Companies making programmes and software for PC are among the biggest victims. We have often heard Microsoft and other big fishes addressing the issue and attempting to counter it through different measures, but one company that has been in spotlight in recent times because of being extremely vocal against the plague is Ubisoft.
While the video game publisher has been quite open about admitting that piracy has been taking its toll on profitability, it has never used any numerical figure to elaborate why it takes the issue so seriously.
In a recent interview with GamesIndustry International, Ubisoft CEO Yves Guillemot claimed that the company faces a piracy rate of 93-95 percent on its retail games for the PC.

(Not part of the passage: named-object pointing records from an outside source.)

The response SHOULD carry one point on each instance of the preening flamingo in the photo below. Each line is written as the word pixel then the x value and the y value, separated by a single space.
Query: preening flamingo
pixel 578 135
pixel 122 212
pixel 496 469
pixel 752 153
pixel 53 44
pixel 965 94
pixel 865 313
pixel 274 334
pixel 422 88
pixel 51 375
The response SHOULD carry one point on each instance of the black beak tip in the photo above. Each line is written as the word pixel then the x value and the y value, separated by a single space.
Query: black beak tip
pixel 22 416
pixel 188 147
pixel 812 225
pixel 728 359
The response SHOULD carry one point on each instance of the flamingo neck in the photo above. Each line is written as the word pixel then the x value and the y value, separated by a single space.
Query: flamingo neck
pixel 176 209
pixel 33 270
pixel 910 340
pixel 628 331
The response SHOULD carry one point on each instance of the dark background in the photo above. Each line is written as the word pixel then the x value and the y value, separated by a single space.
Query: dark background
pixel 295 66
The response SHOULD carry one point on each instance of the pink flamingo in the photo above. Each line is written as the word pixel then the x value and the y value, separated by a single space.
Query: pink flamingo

In order to curb this issue, the company plans on shifting their focus to free-to-play games. While the transition appears like a really bold move on behalf of the company since they are aiming to improve their profits by turning towards a model that allows gamers to play an intellectual property for free, Ubisoft has done its homework and made the necessary calculations to conclude that switching models will actually work for them.
Guillemot conceded that despite being aware of the fact that hardly five to seven percent of the players end up paying for free-to-play games, the paying players for PC games is also the same. Shifting to the more contemporary model and reducing the dependency on retail for profits will allow them to not only reduce piracy, but will also allow them to get payments from regions where piracy is quite prevalent.
“It’s a way to get closer to your customers, to make sure you have a revenue. On PC it’s only around five to seven per cent of the players who pay for F2P, but normally on PC it’s only about five to seven per cent who pay anyway, the rest is pirated. It’s around a 93-95 per cent piracy rate, so it ends up at about the same percentage. The revenue we get from the people who play is more long term, so we can continue to bring content,” stated Guillemot.
The publisher announced a number of free-to-play games for the PC at Gamescom recently, which include Anno Online, Silent Hunter Online, Might & Magic Heroes Online and The Settles Online.
Ubisoft has been criticised a lot due for taking strict measures to prevent piracy. Using Digital Rights Management (DRM) systems may serve as somewhat effective piracy control measure, but some PC gamers have accused it of affecting the overall experience while having little to no effect on piracy.